Um grupo de escravos afro-brasileiros realizou durante 40 anos uma série de ataques vitoriosos, com métodos similares à guerrilha, e transtornou as classes dominantes do Espírito Santo e de certo modo até o Império de Pedro II.

Surgidas em S. Mateus, ao norte da hoje capital Vitória nos anos 1800, as ações rebeldes estão sendo consideradas por historiadores entre as mais destacadas lutas quilombolas do país, 200 anos após Zumbi dos Palmares (ver tais fontes nas Partes 1 e 2 desta reportagem).

Religião assustadora

Chefiados por Benedito Meia-Légua (inspirador da expressão “Será o Benedito?”), na região norte do E. Santo, no vale do Rio Cricaré, onde há dezenas de comunidades quilombolas, diversos pretos escravos fizeram história.

Entre eles uma figura que se tornou lendária,  Viriato Cancão-de-Fogo. Cancão é um pássaro, também conhecido como gralhão.

Dizia-se que Viriato só andava na escuridão, nunca na luz do dia, e era temido por seus poderes, por praticar a cabula.
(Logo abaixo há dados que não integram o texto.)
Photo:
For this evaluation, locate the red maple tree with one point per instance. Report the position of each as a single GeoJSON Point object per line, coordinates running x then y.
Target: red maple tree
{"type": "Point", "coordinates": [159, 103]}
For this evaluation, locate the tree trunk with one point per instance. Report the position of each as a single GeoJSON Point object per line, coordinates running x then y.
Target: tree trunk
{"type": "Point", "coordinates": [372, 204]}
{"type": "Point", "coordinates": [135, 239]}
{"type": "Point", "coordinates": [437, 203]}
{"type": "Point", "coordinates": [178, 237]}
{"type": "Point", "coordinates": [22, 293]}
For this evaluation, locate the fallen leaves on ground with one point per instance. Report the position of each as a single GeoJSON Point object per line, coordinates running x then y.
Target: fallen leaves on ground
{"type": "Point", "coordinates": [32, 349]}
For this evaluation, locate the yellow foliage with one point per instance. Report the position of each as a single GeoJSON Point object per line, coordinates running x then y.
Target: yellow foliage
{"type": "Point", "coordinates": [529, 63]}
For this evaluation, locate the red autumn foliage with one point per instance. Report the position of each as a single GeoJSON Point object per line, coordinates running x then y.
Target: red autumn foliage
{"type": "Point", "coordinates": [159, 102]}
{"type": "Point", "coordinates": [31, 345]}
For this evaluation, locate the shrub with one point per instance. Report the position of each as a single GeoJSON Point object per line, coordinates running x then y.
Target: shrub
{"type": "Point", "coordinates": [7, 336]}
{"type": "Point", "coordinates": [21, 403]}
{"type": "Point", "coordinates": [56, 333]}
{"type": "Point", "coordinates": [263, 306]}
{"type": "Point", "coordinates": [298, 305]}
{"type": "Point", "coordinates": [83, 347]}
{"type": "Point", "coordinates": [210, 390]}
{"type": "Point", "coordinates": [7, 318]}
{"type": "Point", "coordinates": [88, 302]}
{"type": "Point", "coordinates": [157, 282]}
Esta era uma religião de matriz africana, que se tornou assustadora para fazendeiros e autoridades das classes dominantes.

Segredos dos islâmicos

A cabula foi criada na Bahia pelo guerrilheiro capixaba Benedito Meia-Légua (portanto o líder de Viriato) em suas andanças divulgadoras da rebelião abolicionista.

De perfil sincretista, a cabula baseou-se em elementos secretos dos negros muçulmanos malês e do grupo étnico banto (este trazido da África Central/Angola). Ao adotar também uma pitada de influência indígena, é considerada às vezes como precursora da umbanda, credo típico do Brasil.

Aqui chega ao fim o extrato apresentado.